At the heart of Carville’s critique is the party’s embrace of, in his words, extreme liberal positions like “people voting from jail cells. … We’re talking about not having a border.” (In the Democratic debates, several presidential candidates expressed support for decriminalizing illegal immigration. And at a CNN town hall in the spring of 2019, Sen. Bernie Sanders suggested he might back allowing jailed criminals to vote.)
More broadly, Carville believes his party has gone off the liberal deep end — supporting policies on immigration and health care (among other things) that simply lack the support of a majority of the country.
That criticism is aimed directly at the likes of Sanders, a Vermont independent who, heading into next week’s New Hampshire primary, is one of the favorites to be the Democratic nominee.
“Bernie Sanders isn’t a Democrat,” Carville, who has endorsed the long-shot presidential bid of Colorado’s Sen. Michael Bennet, told Vox in an interview that ran Friday. “He’s never been a Democrat.
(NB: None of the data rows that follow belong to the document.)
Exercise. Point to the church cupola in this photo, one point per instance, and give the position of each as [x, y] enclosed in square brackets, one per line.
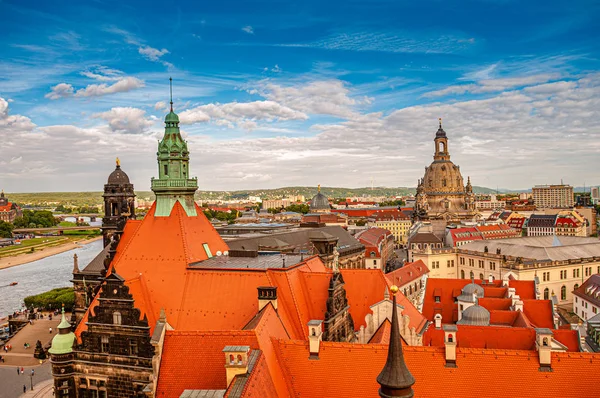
[173, 183]
[119, 202]
[441, 144]
[395, 379]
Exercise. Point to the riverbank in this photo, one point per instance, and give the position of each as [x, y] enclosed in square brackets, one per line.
[25, 258]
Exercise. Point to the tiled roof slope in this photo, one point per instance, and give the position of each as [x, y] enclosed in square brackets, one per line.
[590, 290]
[498, 337]
[195, 360]
[202, 366]
[479, 373]
[365, 287]
[408, 273]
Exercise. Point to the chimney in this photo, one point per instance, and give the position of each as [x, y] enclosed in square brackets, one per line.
[266, 295]
[315, 336]
[517, 303]
[236, 361]
[438, 321]
[450, 344]
[511, 292]
[543, 344]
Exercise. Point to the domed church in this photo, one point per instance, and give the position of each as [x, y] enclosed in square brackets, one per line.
[441, 193]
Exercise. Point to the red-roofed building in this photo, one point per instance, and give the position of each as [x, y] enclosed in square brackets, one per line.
[8, 210]
[179, 314]
[410, 279]
[379, 247]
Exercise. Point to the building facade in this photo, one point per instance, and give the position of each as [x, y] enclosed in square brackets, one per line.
[560, 264]
[8, 210]
[553, 196]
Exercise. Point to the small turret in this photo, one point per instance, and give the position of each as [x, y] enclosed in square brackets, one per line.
[395, 379]
[62, 343]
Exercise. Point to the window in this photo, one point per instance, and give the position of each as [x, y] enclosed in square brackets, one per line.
[133, 348]
[104, 346]
[207, 250]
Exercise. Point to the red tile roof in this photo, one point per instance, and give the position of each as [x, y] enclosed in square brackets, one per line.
[365, 287]
[516, 372]
[498, 337]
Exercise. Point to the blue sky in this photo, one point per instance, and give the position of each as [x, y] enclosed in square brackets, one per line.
[280, 93]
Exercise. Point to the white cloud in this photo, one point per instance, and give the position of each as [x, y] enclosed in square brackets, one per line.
[96, 90]
[9, 122]
[126, 120]
[61, 90]
[493, 85]
[153, 54]
[328, 97]
[160, 105]
[240, 113]
[103, 73]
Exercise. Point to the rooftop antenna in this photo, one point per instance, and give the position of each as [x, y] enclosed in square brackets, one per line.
[171, 89]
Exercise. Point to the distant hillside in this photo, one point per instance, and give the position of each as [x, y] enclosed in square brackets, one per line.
[78, 199]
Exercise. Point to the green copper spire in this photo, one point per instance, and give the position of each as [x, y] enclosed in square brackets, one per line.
[173, 183]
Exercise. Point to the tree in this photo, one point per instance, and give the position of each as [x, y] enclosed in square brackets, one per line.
[6, 229]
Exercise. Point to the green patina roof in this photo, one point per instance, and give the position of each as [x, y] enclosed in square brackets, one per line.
[172, 118]
[62, 343]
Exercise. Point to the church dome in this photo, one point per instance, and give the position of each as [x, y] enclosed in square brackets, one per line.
[319, 202]
[118, 176]
[172, 118]
[475, 315]
[443, 176]
[473, 288]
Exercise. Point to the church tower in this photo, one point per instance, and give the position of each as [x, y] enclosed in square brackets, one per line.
[173, 183]
[441, 144]
[118, 202]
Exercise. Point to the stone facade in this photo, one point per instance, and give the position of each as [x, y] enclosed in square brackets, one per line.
[338, 323]
[119, 202]
[115, 356]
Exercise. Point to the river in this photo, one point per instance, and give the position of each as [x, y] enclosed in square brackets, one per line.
[41, 275]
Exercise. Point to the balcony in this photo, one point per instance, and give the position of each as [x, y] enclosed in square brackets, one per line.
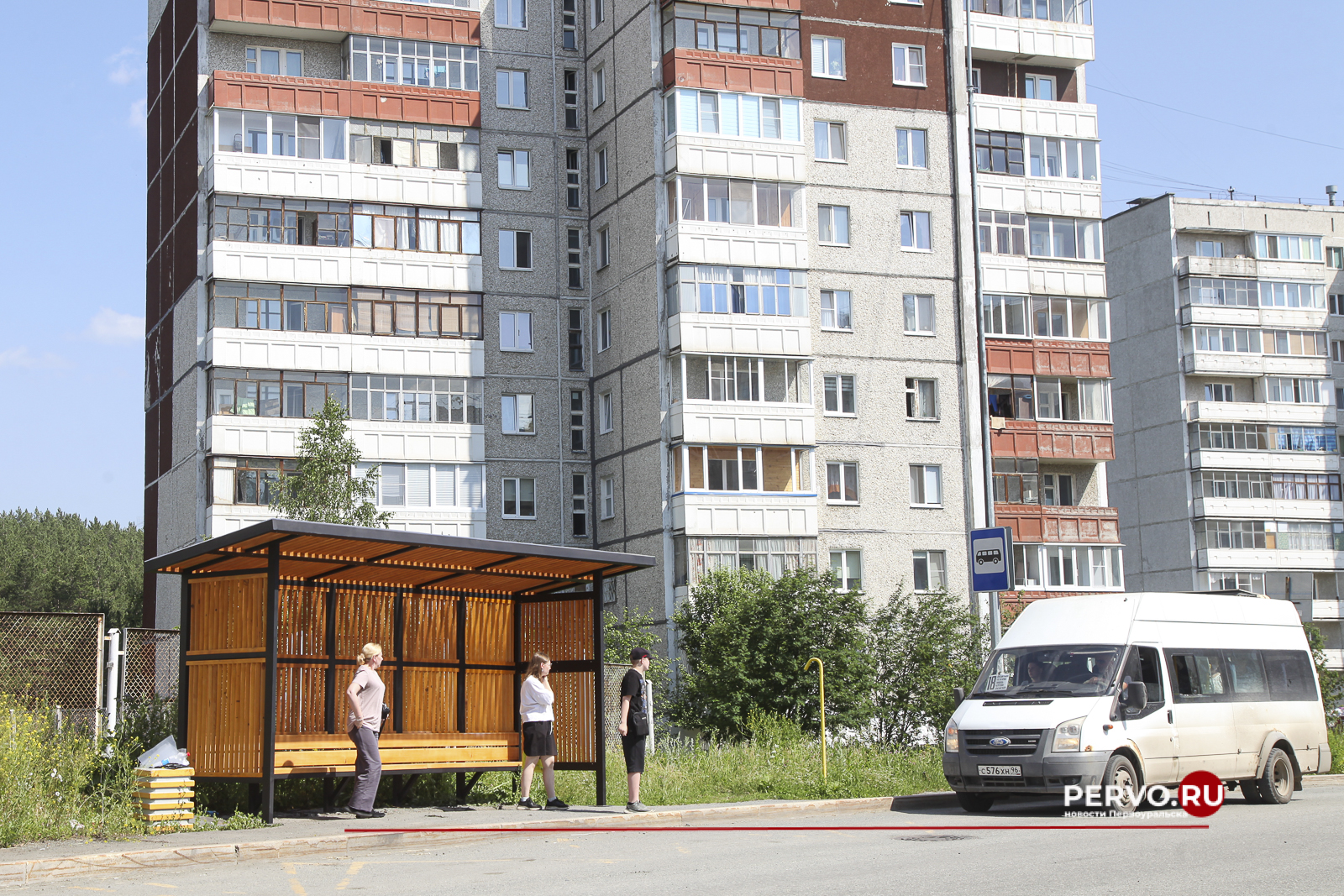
[331, 20]
[1059, 524]
[1052, 439]
[701, 513]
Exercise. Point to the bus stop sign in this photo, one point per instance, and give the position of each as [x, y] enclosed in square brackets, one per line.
[991, 559]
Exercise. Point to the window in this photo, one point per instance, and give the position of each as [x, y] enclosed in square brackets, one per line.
[414, 62]
[1005, 315]
[1065, 238]
[600, 167]
[1057, 490]
[511, 89]
[1055, 157]
[511, 13]
[519, 499]
[827, 58]
[604, 248]
[569, 27]
[907, 65]
[515, 331]
[515, 250]
[839, 394]
[1039, 87]
[931, 569]
[835, 309]
[833, 224]
[710, 289]
[514, 170]
[914, 230]
[517, 414]
[273, 392]
[578, 504]
[605, 416]
[921, 399]
[575, 338]
[266, 134]
[925, 485]
[604, 329]
[732, 114]
[1288, 246]
[598, 86]
[847, 570]
[578, 423]
[842, 483]
[1000, 152]
[417, 398]
[918, 313]
[571, 94]
[734, 202]
[753, 33]
[266, 60]
[911, 148]
[828, 140]
[575, 261]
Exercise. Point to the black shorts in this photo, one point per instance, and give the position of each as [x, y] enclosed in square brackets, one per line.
[538, 739]
[633, 748]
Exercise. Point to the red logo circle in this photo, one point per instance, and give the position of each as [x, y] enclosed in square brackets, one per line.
[1200, 794]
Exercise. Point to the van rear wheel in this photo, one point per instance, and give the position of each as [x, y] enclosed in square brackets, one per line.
[974, 802]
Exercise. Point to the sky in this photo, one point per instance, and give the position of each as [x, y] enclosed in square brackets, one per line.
[71, 338]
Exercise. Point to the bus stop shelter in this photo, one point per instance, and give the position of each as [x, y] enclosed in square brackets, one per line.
[273, 617]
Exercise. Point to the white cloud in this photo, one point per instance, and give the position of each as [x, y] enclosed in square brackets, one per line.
[20, 356]
[112, 327]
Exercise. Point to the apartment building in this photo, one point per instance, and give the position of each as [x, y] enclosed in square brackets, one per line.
[1043, 293]
[1229, 328]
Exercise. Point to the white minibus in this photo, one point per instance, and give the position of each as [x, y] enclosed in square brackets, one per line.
[1112, 694]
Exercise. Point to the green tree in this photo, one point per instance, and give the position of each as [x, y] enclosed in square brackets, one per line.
[746, 637]
[60, 563]
[924, 647]
[326, 488]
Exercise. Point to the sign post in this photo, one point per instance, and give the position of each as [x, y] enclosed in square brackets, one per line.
[991, 570]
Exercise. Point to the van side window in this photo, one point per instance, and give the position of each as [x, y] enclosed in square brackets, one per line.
[1289, 674]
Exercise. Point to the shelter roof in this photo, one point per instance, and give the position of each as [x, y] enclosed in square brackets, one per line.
[329, 553]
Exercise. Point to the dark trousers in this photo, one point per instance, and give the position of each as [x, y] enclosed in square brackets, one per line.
[369, 768]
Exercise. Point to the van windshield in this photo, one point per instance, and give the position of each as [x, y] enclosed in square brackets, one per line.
[1050, 672]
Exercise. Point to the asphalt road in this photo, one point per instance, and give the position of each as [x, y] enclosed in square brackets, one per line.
[1247, 849]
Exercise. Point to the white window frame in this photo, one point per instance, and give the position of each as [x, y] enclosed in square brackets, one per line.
[517, 497]
[515, 331]
[907, 62]
[511, 164]
[514, 407]
[824, 51]
[507, 87]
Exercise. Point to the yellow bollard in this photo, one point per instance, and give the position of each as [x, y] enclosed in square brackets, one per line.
[822, 679]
He’s an ideologue.”
(That sentiment echoes the critique of Sanders offered recently by Hillary Clinton: “Nobody likes him, nobody wants to work with him, he got nothing done. He was a career politician. It’s all just baloney and I feel so bad that people got sucked into it.”)
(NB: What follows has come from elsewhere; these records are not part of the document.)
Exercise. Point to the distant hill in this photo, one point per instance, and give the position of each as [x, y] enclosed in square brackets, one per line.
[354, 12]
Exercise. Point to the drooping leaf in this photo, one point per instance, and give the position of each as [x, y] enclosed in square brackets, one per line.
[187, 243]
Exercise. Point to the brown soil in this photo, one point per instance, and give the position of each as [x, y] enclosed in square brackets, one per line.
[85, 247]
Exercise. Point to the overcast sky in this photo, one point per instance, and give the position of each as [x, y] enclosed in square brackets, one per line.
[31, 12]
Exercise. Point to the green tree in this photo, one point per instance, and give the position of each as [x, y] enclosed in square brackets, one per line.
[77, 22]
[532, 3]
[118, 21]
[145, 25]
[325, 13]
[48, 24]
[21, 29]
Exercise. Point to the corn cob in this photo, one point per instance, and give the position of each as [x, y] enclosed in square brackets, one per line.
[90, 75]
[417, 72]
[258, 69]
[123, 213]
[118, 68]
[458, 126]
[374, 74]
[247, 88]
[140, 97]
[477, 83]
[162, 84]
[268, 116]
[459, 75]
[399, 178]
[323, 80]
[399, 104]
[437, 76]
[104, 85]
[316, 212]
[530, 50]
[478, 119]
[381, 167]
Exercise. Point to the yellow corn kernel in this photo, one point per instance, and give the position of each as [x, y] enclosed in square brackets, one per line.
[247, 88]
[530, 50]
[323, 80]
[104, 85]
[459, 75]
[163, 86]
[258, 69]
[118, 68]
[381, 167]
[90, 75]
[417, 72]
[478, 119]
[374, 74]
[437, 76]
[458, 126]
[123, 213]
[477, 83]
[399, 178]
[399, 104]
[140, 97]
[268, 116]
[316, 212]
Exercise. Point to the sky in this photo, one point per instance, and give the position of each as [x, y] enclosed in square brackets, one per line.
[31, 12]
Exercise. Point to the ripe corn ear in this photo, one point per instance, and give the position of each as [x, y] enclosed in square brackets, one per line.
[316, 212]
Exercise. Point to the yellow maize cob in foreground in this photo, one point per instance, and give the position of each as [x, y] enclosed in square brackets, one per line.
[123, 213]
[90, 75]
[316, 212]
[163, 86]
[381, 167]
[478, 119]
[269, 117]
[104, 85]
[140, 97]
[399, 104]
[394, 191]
For supporters of Sanders, attacks from an establishment figure like Carville will come as no surprise — and are likely to further fuel their belief in the rightness of the senator’s cause, and the need to reject calls for moderation and pragmatism.
But what Carville has done — with his viral rant on MSNBC and his follow-up interview with Vox — is frame the choice for Democrats in 2020 better than any candidate.
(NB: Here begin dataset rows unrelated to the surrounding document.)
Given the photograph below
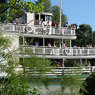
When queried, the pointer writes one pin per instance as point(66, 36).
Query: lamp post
point(60, 15)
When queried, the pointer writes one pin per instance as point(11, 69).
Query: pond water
point(56, 87)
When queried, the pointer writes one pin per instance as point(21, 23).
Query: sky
point(78, 11)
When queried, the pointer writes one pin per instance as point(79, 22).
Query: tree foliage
point(84, 35)
point(56, 15)
point(88, 87)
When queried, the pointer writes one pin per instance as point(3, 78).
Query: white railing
point(13, 28)
point(60, 51)
point(50, 71)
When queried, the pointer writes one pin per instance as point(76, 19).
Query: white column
point(60, 14)
point(39, 16)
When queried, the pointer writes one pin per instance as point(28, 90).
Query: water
point(55, 87)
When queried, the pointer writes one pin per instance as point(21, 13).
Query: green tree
point(84, 35)
point(56, 15)
point(14, 8)
point(88, 87)
point(46, 4)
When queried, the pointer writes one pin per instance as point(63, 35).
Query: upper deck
point(38, 31)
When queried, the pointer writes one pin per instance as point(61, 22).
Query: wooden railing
point(37, 30)
point(57, 51)
point(51, 71)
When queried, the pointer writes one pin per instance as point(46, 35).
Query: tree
point(84, 35)
point(56, 15)
point(46, 4)
point(88, 87)
point(15, 8)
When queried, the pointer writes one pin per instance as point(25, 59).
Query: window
point(47, 18)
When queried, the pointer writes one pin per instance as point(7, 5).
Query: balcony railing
point(50, 71)
point(37, 30)
point(60, 51)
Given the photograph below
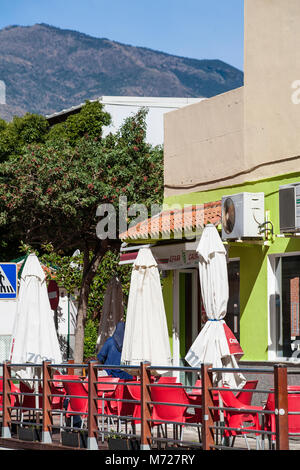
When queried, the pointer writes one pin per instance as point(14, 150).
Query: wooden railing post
point(208, 440)
point(281, 407)
point(145, 407)
point(92, 420)
point(46, 403)
point(6, 401)
point(70, 370)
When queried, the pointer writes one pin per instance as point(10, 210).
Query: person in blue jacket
point(111, 351)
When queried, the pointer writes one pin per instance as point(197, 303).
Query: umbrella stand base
point(6, 433)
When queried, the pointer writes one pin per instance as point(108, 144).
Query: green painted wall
point(168, 302)
point(253, 261)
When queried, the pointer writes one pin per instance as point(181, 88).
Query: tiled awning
point(182, 221)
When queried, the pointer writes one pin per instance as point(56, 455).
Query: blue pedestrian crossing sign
point(8, 281)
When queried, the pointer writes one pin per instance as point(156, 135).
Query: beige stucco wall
point(272, 64)
point(203, 143)
point(249, 133)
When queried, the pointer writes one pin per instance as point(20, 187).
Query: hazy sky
point(201, 29)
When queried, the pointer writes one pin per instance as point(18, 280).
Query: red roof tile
point(169, 222)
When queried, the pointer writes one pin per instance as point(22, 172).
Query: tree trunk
point(89, 272)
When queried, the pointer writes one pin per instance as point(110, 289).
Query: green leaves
point(51, 187)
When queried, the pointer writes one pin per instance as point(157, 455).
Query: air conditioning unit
point(289, 208)
point(242, 215)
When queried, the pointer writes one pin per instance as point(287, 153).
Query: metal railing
point(203, 419)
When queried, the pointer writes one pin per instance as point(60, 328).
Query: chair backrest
point(293, 405)
point(167, 380)
point(13, 398)
point(197, 384)
point(246, 397)
point(229, 399)
point(75, 391)
point(109, 385)
point(169, 395)
point(135, 390)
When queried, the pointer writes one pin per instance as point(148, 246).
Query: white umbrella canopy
point(212, 346)
point(112, 312)
point(146, 333)
point(34, 338)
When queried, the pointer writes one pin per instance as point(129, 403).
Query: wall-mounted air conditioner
point(242, 215)
point(289, 208)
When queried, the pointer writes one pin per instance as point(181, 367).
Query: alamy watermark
point(160, 221)
point(2, 92)
point(295, 97)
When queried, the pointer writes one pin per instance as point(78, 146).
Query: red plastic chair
point(106, 389)
point(167, 380)
point(135, 394)
point(246, 397)
point(238, 418)
point(78, 398)
point(293, 406)
point(172, 413)
point(13, 398)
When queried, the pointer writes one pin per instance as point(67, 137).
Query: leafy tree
point(88, 122)
point(22, 131)
point(50, 194)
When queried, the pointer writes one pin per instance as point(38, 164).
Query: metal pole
point(92, 443)
point(46, 404)
point(208, 440)
point(6, 417)
point(145, 407)
point(68, 347)
point(281, 407)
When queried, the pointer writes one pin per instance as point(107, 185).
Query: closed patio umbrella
point(34, 338)
point(112, 312)
point(215, 343)
point(146, 333)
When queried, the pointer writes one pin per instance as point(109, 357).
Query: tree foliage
point(51, 188)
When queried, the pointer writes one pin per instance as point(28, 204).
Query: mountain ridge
point(69, 67)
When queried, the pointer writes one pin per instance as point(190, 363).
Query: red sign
point(233, 344)
point(53, 293)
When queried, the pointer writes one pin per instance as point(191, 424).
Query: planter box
point(29, 434)
point(74, 439)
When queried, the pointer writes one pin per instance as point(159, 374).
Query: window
point(287, 301)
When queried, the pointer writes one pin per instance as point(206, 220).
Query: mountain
point(46, 69)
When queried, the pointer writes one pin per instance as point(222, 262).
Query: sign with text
point(8, 281)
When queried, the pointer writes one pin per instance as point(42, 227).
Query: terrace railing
point(101, 425)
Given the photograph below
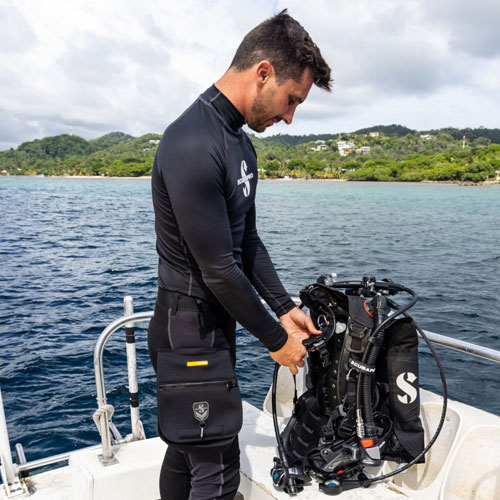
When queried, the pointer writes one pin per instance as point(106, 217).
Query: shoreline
point(282, 179)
Are Democrats about purity or pragmatism? Or, in Carville’s words:
“The real argument here is that some people think there’s a real yearning for a left-wing revolution in this country, and if we just appeal to the people who feel that, we’ll grow and excite them and we’ll win. But there’s a word a lot of people hate that I love: politics. It means building coalitions to win elections. It means sometimes having to sit back and listen to what people think and framing your message accordingly.”
The Point: You may not like Carville — or the blunt way he expresses himself. But he’s not wrong. Democrats are at a fork in the road, with two very different paths before them. What path they choose could well determine their chances not just in 2020 but well beyond.
And that wraps up a VERY busy week in 2020.